Round up and wash up…
By Roy Gregory
Every Munich Show comes and goes in a welter of over-lapping (and often conflicting) images and impressions. Products, rooms and systems crowd in on each other in an avalanche of sensory overload. It is easy to find yourself falling back on the familiar and simply responding to expectations in an extended tick-box exercise, rather than approaching each new system with an open mind and open ears. Even if you make an earnest approach to cover every room in the spirit of enquiry, there are too many and too many obstacles. Just hearing familiar music in each and every room is beyond the possible. Making any kind of sensible judgement about an individual product is the stuff of fantasy. So, what can we learn?
Well, you can certainly listen to systems – even if trying to ascribe their performance to just one element is impossible. Also, given that most of the major rooms fit into two main layouts and most of the others share the same construction, you can learn who knows how to work with set-up (or much more likely, who doesn’t). Finally – once you get over the almost hallucinogenic strobing of different products and systems, themes and patterns start to emerge. This year was no exception.
The future is finally now…
Last year, network connected systems accounted for two of my three favourite systems in Munich – systems that actually delivered serious and seriously enjoyable musical performance. The third was an earnest attempt to re-write the route from personal listening on headphones to real sound in real spaces. Streamed music was succeeding where conventional replay of physical media was failing to deliver on its all too real advantages.
Sitting on the side-lines of that conversation was Goldmund’s clever and stylish Pulp, a wireless speaker/hub system designed to deliver high-quality distributed music. This year, building on that digital eco-system, the company showed its Asteria, a deceptively simple, two-box, three-way, active wireless design with a compact, almost anonymous visage intended to fit almost any environment or décor. With three built in Telos amplifier modules, a 7” mid and 9” bass driver and connectivity via S/PDIF or wireless hub, this is a potentially potent performer – despite its modest dimensions. At the show it was played at almost background levels, but even then, its transparency and clarity were obvious.

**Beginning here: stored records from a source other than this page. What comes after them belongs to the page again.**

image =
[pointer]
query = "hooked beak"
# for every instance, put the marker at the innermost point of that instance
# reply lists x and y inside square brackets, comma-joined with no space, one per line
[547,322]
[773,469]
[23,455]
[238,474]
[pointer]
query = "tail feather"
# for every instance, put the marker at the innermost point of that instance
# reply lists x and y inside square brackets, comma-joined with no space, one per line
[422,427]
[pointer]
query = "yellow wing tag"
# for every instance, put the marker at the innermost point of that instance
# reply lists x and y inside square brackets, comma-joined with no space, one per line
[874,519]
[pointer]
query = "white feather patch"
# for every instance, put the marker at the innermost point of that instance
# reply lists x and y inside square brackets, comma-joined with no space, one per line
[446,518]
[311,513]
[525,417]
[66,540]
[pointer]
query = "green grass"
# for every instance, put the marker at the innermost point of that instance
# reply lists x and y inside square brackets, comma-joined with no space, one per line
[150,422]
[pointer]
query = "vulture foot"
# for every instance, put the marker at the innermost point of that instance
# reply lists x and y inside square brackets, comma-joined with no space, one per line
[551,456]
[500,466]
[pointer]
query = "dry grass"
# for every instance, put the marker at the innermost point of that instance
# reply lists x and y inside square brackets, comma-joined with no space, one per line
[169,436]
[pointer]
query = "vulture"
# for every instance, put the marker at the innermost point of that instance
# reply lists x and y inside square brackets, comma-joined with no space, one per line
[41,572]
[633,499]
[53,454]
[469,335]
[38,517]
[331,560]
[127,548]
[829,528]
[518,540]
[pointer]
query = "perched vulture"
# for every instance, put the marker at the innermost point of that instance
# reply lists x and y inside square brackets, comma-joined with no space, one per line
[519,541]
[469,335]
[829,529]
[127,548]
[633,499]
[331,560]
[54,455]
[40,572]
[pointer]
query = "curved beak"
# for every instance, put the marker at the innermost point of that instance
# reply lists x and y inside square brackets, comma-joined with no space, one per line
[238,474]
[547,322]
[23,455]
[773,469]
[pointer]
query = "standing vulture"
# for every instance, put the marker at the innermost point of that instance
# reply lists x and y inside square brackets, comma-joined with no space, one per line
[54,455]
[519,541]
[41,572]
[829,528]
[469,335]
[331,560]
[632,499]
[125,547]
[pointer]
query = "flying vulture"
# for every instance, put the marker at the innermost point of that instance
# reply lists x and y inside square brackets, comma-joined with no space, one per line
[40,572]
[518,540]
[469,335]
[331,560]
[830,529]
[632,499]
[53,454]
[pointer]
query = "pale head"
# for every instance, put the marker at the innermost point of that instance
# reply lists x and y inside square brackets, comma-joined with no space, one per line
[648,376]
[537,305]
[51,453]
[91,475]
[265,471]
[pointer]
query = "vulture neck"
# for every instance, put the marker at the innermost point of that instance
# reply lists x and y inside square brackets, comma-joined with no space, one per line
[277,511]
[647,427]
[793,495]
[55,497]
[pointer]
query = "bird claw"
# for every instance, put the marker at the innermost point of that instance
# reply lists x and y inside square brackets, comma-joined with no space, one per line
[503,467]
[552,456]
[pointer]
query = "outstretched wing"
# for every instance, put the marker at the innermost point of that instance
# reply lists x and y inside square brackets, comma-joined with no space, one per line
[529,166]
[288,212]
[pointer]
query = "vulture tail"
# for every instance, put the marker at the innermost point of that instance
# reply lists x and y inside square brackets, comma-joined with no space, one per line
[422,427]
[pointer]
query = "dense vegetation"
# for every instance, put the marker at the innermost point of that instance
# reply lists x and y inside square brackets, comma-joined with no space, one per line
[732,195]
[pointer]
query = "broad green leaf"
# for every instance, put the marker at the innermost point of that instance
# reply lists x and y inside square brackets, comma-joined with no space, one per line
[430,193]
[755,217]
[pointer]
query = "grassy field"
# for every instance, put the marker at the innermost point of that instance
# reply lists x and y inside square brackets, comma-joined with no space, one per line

Elsewhere, Wattson Audio, recently acquired by CH Precision, were showing their range of network replay solutions and a new amplifier, driving Apertura loudspeakers. With milled from solid casework and genuinely high-end engineering and components inside, the thing that sets them apart is not just their price/performance ratio (which is impressive enough) but their diminutive dimensions. Less material and less weight mean a lower carbon footprint, further underlined by local manufacturing and electrical efficiency. The sound of this system was clean, crisp, coherent and lucid, without ever tipping over into the sterile wasteland that so often typifies high-def streaming solutions. In absolute terms, network replay may still be playing catch up, but unless the physical media crowd get their act together, it could be game over sooner than they think.